BRUXELLES

Bras de fer entre direction et syndicats : il faut trouver 5,5 millions d’euros

SOCIAL Ni les syndicats ni la direction ne souhaitent communiquer sur le sujet mais, depuis deux jours, la tension est montée d’un cran à la Stib. Selon certaines sources, on serait même au bord de la rupture. Pour l’heure, les négociateurs sont toujours autour de la table mais le mot “grève ” a déjà été prononcé, rapporte-t-on.

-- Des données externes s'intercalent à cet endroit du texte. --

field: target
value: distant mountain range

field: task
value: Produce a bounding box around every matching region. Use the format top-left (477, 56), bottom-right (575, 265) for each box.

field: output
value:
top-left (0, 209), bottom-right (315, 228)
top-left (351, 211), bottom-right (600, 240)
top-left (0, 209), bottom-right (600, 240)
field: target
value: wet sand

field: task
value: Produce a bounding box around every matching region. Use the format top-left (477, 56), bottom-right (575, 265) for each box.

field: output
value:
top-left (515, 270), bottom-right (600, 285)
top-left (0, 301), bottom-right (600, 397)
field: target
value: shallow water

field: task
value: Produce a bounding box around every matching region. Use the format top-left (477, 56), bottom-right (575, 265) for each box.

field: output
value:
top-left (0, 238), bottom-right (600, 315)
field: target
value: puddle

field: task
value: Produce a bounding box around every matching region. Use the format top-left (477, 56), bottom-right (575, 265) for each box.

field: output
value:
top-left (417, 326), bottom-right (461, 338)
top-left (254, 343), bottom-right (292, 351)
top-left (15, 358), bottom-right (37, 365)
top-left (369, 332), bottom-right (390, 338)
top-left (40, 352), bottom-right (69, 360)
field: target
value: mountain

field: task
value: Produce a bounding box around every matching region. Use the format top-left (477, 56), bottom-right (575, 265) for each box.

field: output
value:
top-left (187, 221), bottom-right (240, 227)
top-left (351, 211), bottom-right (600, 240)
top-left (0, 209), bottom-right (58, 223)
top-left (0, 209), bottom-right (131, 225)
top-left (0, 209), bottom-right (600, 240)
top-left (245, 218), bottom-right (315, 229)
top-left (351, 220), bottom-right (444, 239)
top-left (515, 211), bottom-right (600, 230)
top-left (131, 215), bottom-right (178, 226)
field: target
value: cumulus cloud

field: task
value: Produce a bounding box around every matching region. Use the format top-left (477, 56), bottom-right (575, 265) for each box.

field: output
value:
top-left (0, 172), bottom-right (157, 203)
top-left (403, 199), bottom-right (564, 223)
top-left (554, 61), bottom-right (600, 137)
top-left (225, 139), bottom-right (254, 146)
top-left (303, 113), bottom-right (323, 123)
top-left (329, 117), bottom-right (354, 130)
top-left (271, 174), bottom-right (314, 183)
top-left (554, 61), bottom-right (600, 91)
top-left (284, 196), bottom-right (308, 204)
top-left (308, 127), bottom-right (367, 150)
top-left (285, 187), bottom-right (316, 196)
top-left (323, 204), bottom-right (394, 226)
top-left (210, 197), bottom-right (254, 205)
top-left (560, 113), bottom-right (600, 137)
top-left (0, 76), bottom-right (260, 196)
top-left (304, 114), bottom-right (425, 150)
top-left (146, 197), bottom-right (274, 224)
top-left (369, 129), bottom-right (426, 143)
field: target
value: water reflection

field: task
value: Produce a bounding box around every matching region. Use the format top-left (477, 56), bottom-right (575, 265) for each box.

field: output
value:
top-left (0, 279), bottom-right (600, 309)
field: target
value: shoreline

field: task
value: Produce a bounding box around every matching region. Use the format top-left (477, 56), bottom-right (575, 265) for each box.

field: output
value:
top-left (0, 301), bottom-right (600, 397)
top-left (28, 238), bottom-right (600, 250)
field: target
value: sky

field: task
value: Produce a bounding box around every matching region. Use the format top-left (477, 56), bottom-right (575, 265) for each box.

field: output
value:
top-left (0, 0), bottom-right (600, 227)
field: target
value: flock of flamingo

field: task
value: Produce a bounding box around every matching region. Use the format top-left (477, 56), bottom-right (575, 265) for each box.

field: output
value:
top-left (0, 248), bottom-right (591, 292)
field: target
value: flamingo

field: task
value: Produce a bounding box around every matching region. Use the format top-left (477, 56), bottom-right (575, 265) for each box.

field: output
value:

De quoi discutent-ils ? Eh bien, d’une partie des 5,5 millions d’euros d’économie qu’il est demandé à la Stib de trouver sur ses frais de fonctionnement (le personnel donc). Rappelons que l’an dernier, la Région bruxelloise avait raboté le budget de la société de transport d’un peu plus de 46 millions d’euros.

C’est Alain Flausch, directeur général de la Stib, qui est monté au front. Il a proposé aux syndicats toute une série de mesures qui touchent directement le (portefeuille du) personnel. Exemple : la suppression des fameuses heures de chaleur , récupérées par les agents de la Stib à raison d’une par jour lorsque le thermomètre monte au-delà de 27°. “Celles-ci n’ont plus lieu d’être puisque pratiquement tous les véhicules sont équipés de la climatisation, comme les bureaux d’ail- leurs”, dit une source anonyme.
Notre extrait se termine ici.